If we’re lucky enough to have jobs still, they’ve likely been relocated to our homes. Our only opportunities for leaving the house consist of grocery shopping or daily walks for exercise. And any socialising has moved entirely digital.
Schools and childcare centres are closed, as well as access to any recreational or extra-curricular activities or even support from friends and family. So, for parents, this new normal also looks like homeschooling, preparing extra meals and generally entertaining their children — all from the confines of their homes. For many, this all happens while maintaining full-time work responsibilities too.
This time has been challenging for all of us, but in hopes to share some helpful resources, tips or at the very least know you’re not alone, I reached out to some of Shield’s professional jugglers (working parents) to see how they’re handling this whole situation.
For parents with younger kids, it can be impossible to sneak away even for half an hour to get through emails, let alone a full workday.
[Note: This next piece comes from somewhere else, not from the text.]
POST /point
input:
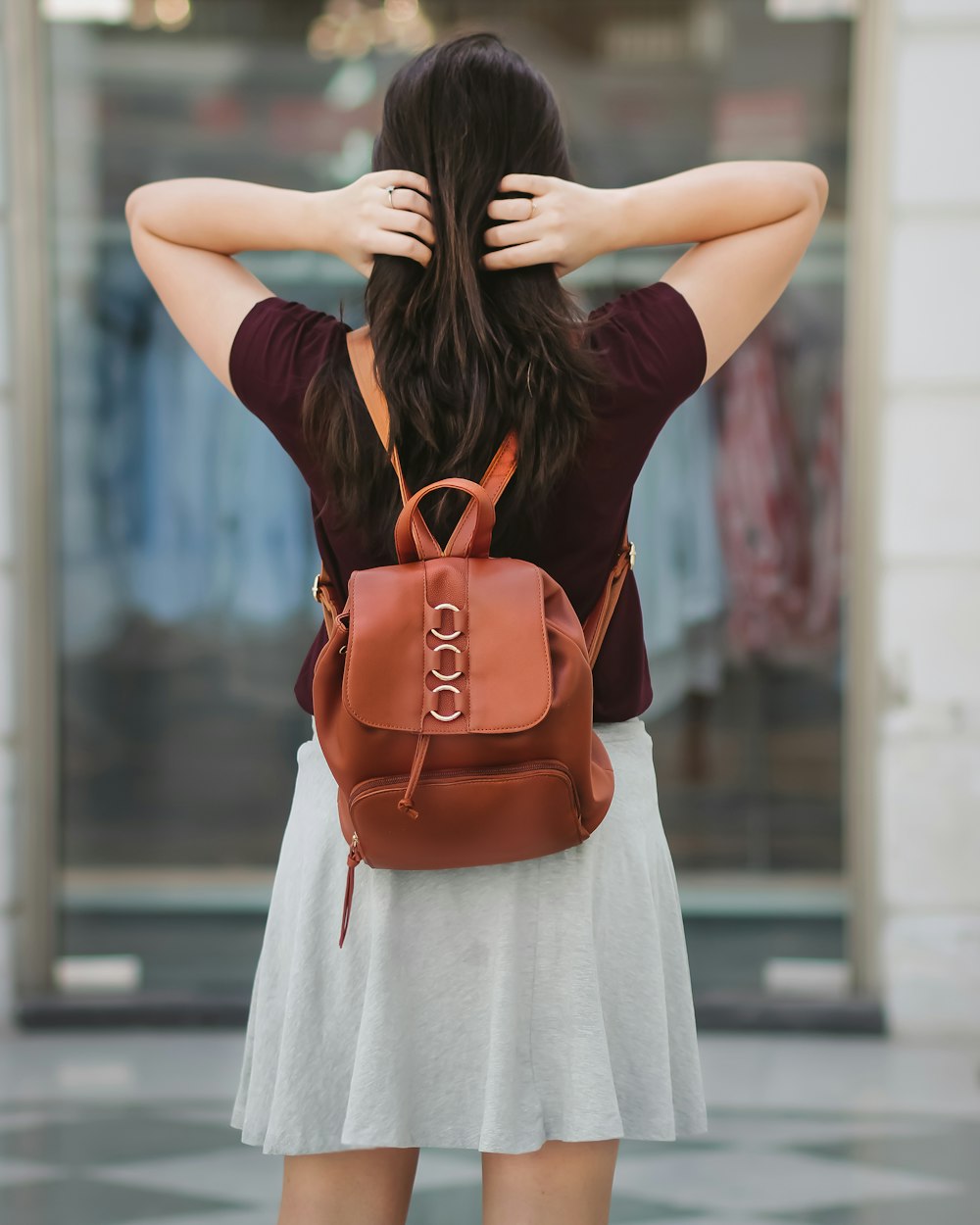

“I’m finding that I need to stop very often to stop a pillow fight, clean something, sort out a snack, open something, scream something, clap about something, praise an effort, take a photo,” says Brenda Limon our Client Services Manager.
To combat the lack of childcare, some of our Shield team have switched up their hours to early mornings and evenings, to take advantage of quieter times while their kids are sleeping.
“I have changed my hours, so I start earlier at 6.30 or 7 am and do a block of work in the morning, I stop around 10 am to become a teacher, and we work together for 2 hours on schoolwork,” says Kelly Dowsett, Global Mobility Account Manager.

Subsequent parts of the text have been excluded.